Varghese Julian, Brenner Alexander, Fujarski Michael, van Alen Catharina Marie, Plagwitz Lucas, Warnecke Tobias
Institute of Medical Informatics, University of Münster, Münster, Germany.
European Research Centre of Information Systems, University of Münster, Münster, Germany.
NPJ Parkinsons Dis. 2024 Jan 5;10(1):9. doi: 10.1038/s41531-023-00625-7.

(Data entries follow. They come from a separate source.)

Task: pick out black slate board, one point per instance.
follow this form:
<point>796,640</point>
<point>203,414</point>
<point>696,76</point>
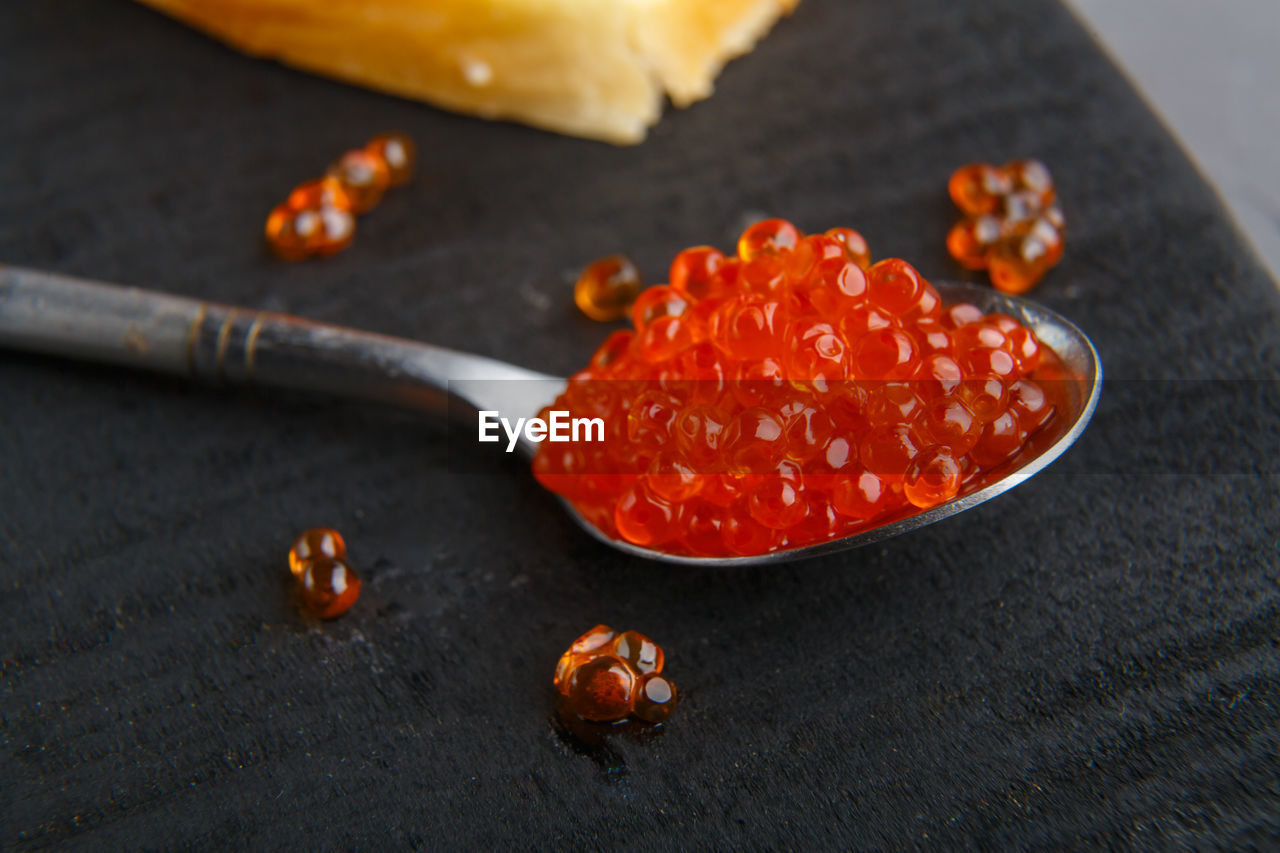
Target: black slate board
<point>1088,660</point>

The utilisation of smart devices, such as smartwatches and smartphones, in the field of movement disorders research has gained significant attention. However, the absence of a comprehensive dataset with movement data and clinical annotations, encompassing a wide range of movement disorders including Parkinson's disease (PD) and its differential diagnoses (DD), presents a significant gap. The availability of such a dataset is crucial for the development of reliable machine learning (ML) models on smart devices, enabling the detection of diseases and monitoring of treatment efficacy in a home-based setting. We conducted a three-year cross-sectional study at a large tertiary care hospital. A multi-modal smartphone app integrated electronic questionnaires and smartwatch measures during an interactive assessment designed by neurologists to provoke subtle changes in movement pathologies. We captured over 5000 clinical assessment steps from 504 participants, including PD, DD, and healthy controls (HC). After age-matching, an integrative ML approach combining classical signal processing and advanced deep learning techniques was implemented and cross-validated. The models achieved an average balanced accuracy of 91.16% in the classification PD vs. HC, while PD vs. DD scored 72.42%. The numbers suggest promising performance while distinguishing similar disorders remains challenging. The extensive annotations, including details on demographics, medical history, symptoms, and movement steps, provide a comprehensive database to ML techniques and encourage further investigations into phenotypical biomarkers related to movement disorders.
智能设备,如智能手表和智能手机,在运动障碍研究领域的应用已备受关注。然而,缺乏一个包含运动数据和临床注释的综合数据集,涵盖包括帕金森病(PD)及其鉴别诊断(DD)在内的广泛运动障碍,这存在一个重大缺口。这样一个数据集的可用性对于在智能设备上开发可靠的机器学习(ML)模型至关重要,能够在家庭环境中检测疾病并监测治疗效果。我们在一家大型三级护理医院进行了一项为期三年的横断面研究。一款多模式智能手机应用程序在神经科医生设计的交互式评估过程中整合了电子问卷和智能手表测量,以引发运动病理学的细微变化。我们从504名参与者(包括PD、DD和健康对照(HC))中获取了超过5000个临床评估步骤。在年龄匹配后,实施并交叉验证了一种结合经典信号处理和先进深度学习技术的综合ML方法。在区分PD与HC的分类中,模型的平均平衡准确率达到91.16%,而PD与DD的区分准确率为72.42%。这些数字表明性能有望,但区分相似疾病仍然具有挑战性。广泛的注释,包括人口统计学、病史、症状和运动步骤的详细信息,为ML技术提供了一个综合数据库,并鼓励对与运动障碍相关的表型生物标志物进行进一步研究。